Cross-border healthcare provided via telemedicine: what is the relevant jurisdiction?
The question of what is the relevant jurisdiction for cross-border healthcare provided by telemedicine presents unique challenges.
For example, in Australia, the Australian Medical Board has taken the view that medical practitioners providing medical services to patients in Australia must be registered with the Board regardless of where the practitioner is located[1]. In addition, many Australian laws, such as the Privacy Act 1988 (Cth) and the Australian Consumer Law will apply to overseas companies providing telehealth services to Australian residents.
However, the position differs in other countries, including in those of the European Union.
Case C-115/24 UJ v Österreichische Zahnärztekammer (Supreme Court, Austria)
The case C‑115/24 of the Court of Justice of the EU (Österreichische Zahnärztekammer) concerns the question of which national law applies to cross‑border telemedicine services within the EU.

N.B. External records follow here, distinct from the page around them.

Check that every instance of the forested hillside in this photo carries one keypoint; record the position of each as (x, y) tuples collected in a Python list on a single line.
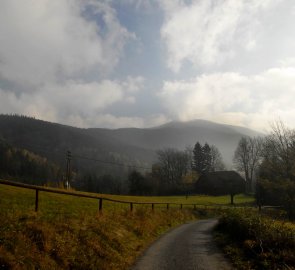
[(102, 159)]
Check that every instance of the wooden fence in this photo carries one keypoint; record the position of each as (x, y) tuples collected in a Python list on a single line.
[(100, 199)]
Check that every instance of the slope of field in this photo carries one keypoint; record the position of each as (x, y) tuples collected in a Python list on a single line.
[(68, 232)]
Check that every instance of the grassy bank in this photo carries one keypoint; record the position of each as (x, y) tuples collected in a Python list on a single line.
[(68, 232), (255, 241)]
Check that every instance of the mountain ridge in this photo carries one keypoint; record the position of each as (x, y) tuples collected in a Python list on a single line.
[(132, 145)]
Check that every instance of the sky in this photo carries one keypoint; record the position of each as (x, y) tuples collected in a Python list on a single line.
[(142, 63)]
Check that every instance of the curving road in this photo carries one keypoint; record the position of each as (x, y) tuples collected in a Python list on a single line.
[(187, 247)]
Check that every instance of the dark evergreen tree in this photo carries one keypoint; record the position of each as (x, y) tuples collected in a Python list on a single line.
[(198, 158)]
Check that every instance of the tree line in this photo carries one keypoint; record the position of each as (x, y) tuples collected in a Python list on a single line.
[(271, 162), (176, 171)]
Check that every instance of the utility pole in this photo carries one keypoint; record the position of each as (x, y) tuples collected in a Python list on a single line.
[(68, 172)]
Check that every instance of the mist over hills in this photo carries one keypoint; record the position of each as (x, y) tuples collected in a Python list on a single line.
[(129, 146)]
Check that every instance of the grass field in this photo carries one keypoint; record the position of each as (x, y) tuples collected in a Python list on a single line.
[(257, 241), (68, 232)]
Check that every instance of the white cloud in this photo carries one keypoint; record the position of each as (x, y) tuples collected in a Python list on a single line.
[(73, 101), (208, 32), (45, 40), (234, 98)]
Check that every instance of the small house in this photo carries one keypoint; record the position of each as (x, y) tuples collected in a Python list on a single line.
[(220, 183)]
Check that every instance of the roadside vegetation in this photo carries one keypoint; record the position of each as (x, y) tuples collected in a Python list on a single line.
[(69, 233), (257, 241)]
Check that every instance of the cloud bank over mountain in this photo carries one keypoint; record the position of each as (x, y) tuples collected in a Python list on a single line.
[(143, 63)]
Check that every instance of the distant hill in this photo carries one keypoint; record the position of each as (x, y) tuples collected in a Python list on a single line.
[(181, 135), (130, 146)]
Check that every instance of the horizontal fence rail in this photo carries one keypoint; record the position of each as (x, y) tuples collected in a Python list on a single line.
[(97, 197)]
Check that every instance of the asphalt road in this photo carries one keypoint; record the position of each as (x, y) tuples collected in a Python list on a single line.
[(187, 247)]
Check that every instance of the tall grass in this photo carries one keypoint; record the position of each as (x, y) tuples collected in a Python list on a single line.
[(256, 241), (69, 233)]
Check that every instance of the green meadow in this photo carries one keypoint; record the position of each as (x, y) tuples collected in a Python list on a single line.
[(70, 232)]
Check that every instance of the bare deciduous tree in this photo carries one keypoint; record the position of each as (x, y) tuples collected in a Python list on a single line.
[(247, 158), (279, 151)]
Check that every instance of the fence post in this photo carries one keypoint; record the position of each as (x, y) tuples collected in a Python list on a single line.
[(36, 200), (100, 204)]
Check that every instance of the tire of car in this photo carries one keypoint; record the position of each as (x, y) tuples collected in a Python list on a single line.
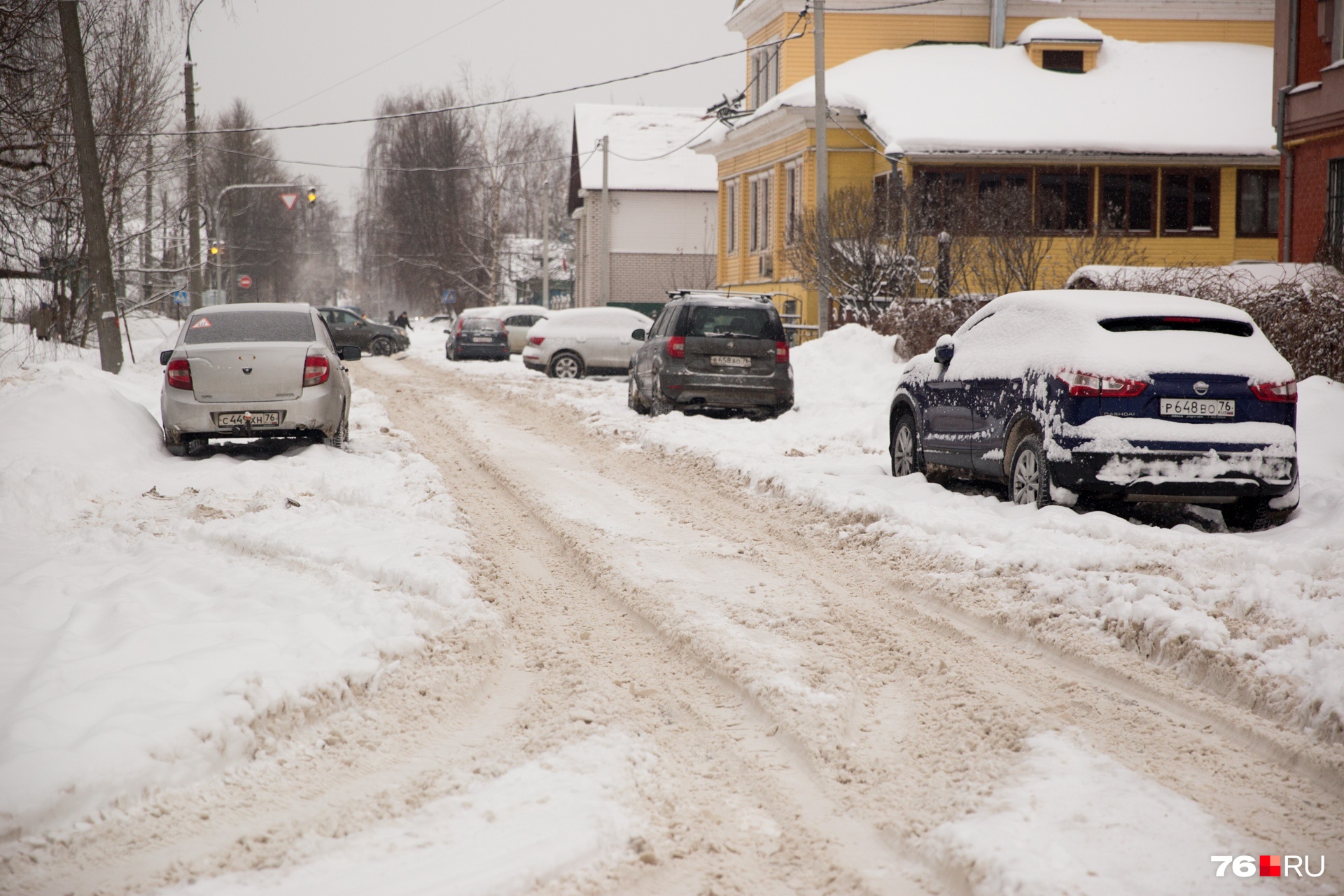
[(905, 447), (636, 400), (1028, 480), (1254, 514), (565, 365), (660, 405)]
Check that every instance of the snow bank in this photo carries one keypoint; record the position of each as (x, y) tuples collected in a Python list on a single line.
[(559, 816), (1268, 606), (156, 608)]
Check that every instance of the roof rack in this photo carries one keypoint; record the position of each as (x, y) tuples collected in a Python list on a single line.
[(722, 293)]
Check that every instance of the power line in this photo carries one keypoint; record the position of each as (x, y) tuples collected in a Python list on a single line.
[(365, 71), (464, 108)]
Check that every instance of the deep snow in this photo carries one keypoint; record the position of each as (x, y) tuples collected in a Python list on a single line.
[(1268, 605), (156, 608)]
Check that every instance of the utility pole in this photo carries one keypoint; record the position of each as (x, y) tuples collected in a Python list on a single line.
[(192, 187), (604, 289), (546, 244), (819, 36), (102, 301)]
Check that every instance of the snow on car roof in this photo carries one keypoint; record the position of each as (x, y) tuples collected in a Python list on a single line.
[(1059, 330), (648, 147), (971, 99)]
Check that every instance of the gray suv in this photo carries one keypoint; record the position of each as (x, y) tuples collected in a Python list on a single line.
[(713, 352)]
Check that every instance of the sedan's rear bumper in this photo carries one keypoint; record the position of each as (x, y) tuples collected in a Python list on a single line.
[(1168, 476)]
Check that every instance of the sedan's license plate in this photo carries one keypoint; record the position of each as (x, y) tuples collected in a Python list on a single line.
[(1198, 407), (258, 418)]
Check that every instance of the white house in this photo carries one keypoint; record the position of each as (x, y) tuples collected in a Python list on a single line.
[(659, 232)]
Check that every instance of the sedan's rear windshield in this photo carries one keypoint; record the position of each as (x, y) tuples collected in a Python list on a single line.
[(1196, 324), (261, 326), (742, 323)]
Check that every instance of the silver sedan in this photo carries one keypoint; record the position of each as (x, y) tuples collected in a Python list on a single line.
[(254, 371)]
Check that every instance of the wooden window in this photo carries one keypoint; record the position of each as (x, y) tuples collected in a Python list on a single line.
[(1070, 61), (1063, 200), (1257, 203), (1126, 202), (792, 202), (730, 216), (1190, 203)]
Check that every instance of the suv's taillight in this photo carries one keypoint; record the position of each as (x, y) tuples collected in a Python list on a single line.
[(1091, 384), (179, 374), (316, 370), (1276, 391)]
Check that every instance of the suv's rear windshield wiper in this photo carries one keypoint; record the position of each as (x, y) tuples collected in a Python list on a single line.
[(1179, 323)]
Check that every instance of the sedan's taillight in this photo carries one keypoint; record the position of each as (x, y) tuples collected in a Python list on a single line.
[(179, 374), (1276, 391), (316, 370), (1091, 384)]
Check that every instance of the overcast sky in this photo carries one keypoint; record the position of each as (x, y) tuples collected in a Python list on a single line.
[(277, 52)]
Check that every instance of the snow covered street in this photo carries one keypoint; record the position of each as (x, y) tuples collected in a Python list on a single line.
[(521, 640)]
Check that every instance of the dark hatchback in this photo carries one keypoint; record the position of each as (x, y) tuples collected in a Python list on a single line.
[(477, 337), (713, 352), (1110, 397)]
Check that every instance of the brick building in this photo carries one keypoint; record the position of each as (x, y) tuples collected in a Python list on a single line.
[(660, 229), (1310, 113)]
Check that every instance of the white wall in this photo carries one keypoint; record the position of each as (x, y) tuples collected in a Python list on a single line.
[(663, 222)]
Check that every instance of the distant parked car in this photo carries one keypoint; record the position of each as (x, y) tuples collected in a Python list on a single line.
[(584, 342), (349, 328), (480, 337), (518, 318), (1109, 396), (254, 371), (710, 351)]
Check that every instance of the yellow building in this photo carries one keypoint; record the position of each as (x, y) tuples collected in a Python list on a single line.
[(1152, 120)]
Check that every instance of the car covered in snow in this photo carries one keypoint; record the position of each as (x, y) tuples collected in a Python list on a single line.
[(1107, 396), (254, 371), (581, 342), (714, 352)]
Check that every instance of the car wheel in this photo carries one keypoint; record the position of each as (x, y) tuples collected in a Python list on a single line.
[(566, 367), (905, 448), (1030, 480), (635, 399), (660, 405)]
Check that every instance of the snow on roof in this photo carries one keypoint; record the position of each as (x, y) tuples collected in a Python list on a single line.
[(1058, 30), (1159, 99), (648, 147)]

Case C-115/24 involved a preliminary ruling under Article 267 TFEU by the ECJ, which was handed down on 11 September 2025 by the ECJ for final judgment to the Oberste Gerichtshof of Austria (the Austrian Supreme Court)[2] [3].
All European courts of last instance are required to stall proceedings and submit questions that can potentially infringe EU law to the ECJ for a preliminary ruling, which is binding for the courts of the member states of the EU.
This case involved telemedicine and cross-border healthcare across EU borders.
Legal question
The key issue was whether these cross‑border telemedical services must comply with the professional rules of the state where the patients are located (Austria) or those of the state where the service provider is established (Germany). This required interpretation of Directive 2011/24/EU on patients’ rights in cross‑border healthcare and its relationship with the freedom to provide services under EU law, which constitutes one of the four freedoms of the EU.
Relevant EU legislation
The case involved EU Directives 98/34 and (EU) 2015/1535.
Austrian law
The Austrian legal framework governing dentistry, as outlined in the EU-Patientenmobilitätsgesetz (Law on patient mobility in the European Union) and the Zahnärztegesetz ( ZÄG ) (Law on Dentists) does not contain a provision addressing telemedicine services.
The ZÄG stipulates that only individuals qualified as dentists may practise the profession[4], and that dentists’ activities extend to complementary and alternative therapies, carried out directly or indirectly[5]. Further, dentists are expected to examine patients for diseases and oral treatment, which extends to the prescription of medicine, remedies and dental diagnostic aids[6].
It is also noted that, with reference to paragraph 31 of the EU-Patientenmobilitätsgesetz, which governs the freedom to provide dentistry services:
‘(1) Nationals of a State that is a party to the Agreement on the European Economic Area (EEA) or of the Swiss Confederation who lawfully practise the profession of dentist in one of the other States that are parties to the EEA Agreement, or in Switzerland, may, in the exercise of their freedom to provide services, temporarily practise as dentists in Austria, without being registered on the list of dentists, from their place of business or place of employment abroad.
(2) Before providing a dental service in Austria for the first time, which requires a temporary stay in federal territory, the service provider must notify the Austrian Dental Chamber in writing, via the Dental Chamber of the Land in which the service is to be provided, enclosing the following documents: …’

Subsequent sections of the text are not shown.